In India, section 3 of the Prevention of Insults to the National Honour Act, 1971 (pdf) provides that “whoever intentionally prevents the singing of the Indian National Anthem or causes disturbances to any assembly engaged in such singing” commits an offence. Preventing disturbance is one thing, but penalising non-conformity is quite another. There is still frequent controversy in India when people remain seated for the national anthem before a movie. Indeed, it took a court case in 2005 to decide that merely sitting down does not prevent or disturb the singing of the anthem within the meaning of section 3.

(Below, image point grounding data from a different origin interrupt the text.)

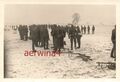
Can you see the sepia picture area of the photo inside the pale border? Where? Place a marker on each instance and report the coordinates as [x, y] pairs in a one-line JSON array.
[[60, 41]]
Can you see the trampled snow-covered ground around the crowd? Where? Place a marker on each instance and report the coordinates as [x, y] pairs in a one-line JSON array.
[[97, 46]]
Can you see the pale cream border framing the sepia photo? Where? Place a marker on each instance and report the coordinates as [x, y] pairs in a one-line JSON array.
[[92, 2]]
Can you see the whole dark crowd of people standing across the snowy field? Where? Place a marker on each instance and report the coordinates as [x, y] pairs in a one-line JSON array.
[[40, 36]]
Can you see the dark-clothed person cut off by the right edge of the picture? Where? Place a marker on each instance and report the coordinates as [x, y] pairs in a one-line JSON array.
[[113, 38]]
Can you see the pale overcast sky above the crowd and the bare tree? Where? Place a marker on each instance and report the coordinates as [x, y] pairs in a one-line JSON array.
[[60, 14]]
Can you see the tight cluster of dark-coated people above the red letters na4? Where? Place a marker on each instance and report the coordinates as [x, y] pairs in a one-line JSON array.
[[58, 34]]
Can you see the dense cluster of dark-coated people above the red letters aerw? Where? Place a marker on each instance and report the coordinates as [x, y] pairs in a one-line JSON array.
[[39, 36]]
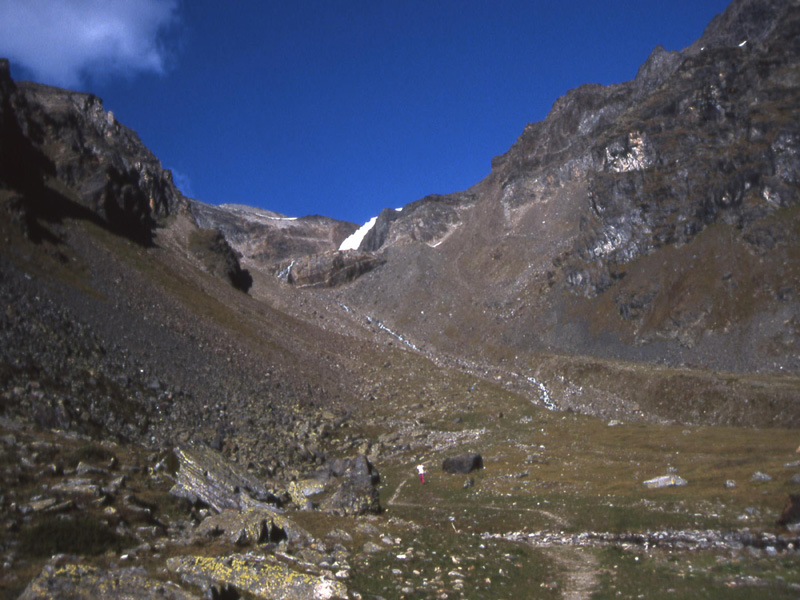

For the purposes of musing on what should and should not be in a National Anthem Bill, the lesson here is to ensure that any provision preventing disturbance of the singing of the anthem cannot be used to punish political dissent or social non-conformity. In an Irish context, the Criminal Justice (Public Order) Acts, 1994 (also here) to 2011 (also here) provide for public order offences, and questions of disturbance of the singing of the anthem should be left to that context. It may be that disorder during the performance of the anthem could be made an aggravating factor in sentencing for a public order offence, but anything more than that, making disturbance of the singing of the anthem itself an offence would go too far. It would convert protocol to obligation, and it would over-penalise political dissent or social non-conformity. Much better in a National Anthem Bill to provide merely what those listening to it “should” do, and permit the general law on public order to deal with disturbances to the singing of the anthem. People like Tommie Smith, John Carlos, Mahmoud Abdul-Rauf and Colin Kaepernick should be able to make their protests during the anthem, even if politicians like Barack Obmama and Jeremy Corbyn are criticised for their singing voices.
So, we should be able to debate whether the GAA should continue to play the national anthem before matches, and the likes of Rory McIlroy or Conor McGregor should be able to make a point about or with it, and it shouldn’t matter if a Taoiseach sings the anthem or not, without running foul of a National Anthem Bill.